Internet Australia chief executive Laurie Patton said: "Even the rights holders are talking about it being part of an 'education process'.
"Meanwhile, the costs of implementing this pointless scheme will no doubt flow on to honest content consumers in the form of increased Internet access fees."
The court on Thursday decided in favour of rights holders led by Foxtel and Village Roadshow against four telecommunications companies which were the respondents in the case: Telstra, Optus, M2 (now owned by Vocus Communications) and TPG.
Internet Australia, a non-profit, has campaigned against site-blocking for quite some time.
Patton said The Pirate Bay had existed for a long time and was one of the biggest sites providing copyrighted material for download. "Despite concerted efforts by many countries to stop them they still exist. Why should we think site-blocking will work here when it has failed everywhere else?" he asked.
"It looks to us more like a publicity stunt. It only affects a handful of the hundreds of ISPs and there are plenty of ways to get around it".
He said international experience had shown that site-blocking was more effective as a PR stunt than a realistic solution. "You close them down and they reappear in no time on another site and/or with another name – it's called ‘whack-a-mole’. What's more, anyone with a modicum of technical knowledge can always find a way to access what they want, lawfully or unlawfully."
Patton said IA believed that the best way to reduce the incidence of unlawful downloading was to make content available and easily accessible at reasonable prices comparable with similar markets overseas.
"This view is supported by Prime Minister (Malcolm) Turnbull who said in 2015 that, 'Rights holders’ most powerful tool to combat online copyright infringement is making content accessible, timely, and affordable to consumers'," he pointed out.
He argued that it would be in the best interests of content creators "if we all accepted that the main reason why most people unlawfully download is that they can’t get what they want through legitimate channels.

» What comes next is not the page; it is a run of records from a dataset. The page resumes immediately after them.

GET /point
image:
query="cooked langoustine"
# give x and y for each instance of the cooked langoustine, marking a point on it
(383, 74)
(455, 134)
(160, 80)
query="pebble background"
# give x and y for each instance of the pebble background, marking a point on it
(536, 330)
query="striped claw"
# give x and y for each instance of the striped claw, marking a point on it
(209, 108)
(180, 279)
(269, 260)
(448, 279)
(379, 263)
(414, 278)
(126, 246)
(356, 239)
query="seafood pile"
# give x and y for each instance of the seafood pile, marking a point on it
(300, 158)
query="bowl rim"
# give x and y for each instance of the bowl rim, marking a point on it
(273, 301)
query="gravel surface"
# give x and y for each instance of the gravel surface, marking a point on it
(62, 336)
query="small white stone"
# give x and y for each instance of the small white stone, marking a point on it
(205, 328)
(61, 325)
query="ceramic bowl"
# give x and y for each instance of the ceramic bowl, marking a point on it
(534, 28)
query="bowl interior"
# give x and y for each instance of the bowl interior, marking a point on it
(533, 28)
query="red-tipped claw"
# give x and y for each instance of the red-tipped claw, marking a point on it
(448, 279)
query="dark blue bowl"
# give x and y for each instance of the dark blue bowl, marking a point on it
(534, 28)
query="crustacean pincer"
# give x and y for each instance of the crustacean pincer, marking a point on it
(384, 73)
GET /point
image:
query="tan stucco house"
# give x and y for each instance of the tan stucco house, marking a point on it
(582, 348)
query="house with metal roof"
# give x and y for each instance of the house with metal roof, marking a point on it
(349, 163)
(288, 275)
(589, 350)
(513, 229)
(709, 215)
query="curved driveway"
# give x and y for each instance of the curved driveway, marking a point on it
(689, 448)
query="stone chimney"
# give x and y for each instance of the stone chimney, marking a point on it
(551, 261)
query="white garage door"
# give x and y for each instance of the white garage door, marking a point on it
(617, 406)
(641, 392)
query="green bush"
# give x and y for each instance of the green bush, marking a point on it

"There is ample research evidence that people are willing to pay if they can get the content they’re after. Some surveys have shown that the people who 'pirate' are also among the most active legal downloaders."
Patton cited a recent report from the UK government’s Intellectual Property Office which had found that online copyright infringement was decreasing as Internet streaming services grew in popularity.
The report said: "The top factors that infringers said would encourage them to stop included making legal services cheaper (24%), if everything they wanted was available legally (20%), and if it was clearer what is legal and what is not (19%)"
Patton said in Australia a number of reports had noted a decline in "piracy" since Netflix and other streaming services came online.
"While we oppose the use of site-blocking, Internet Australia supports intellectual property rights and urges people to obtain their content lawfully," he added.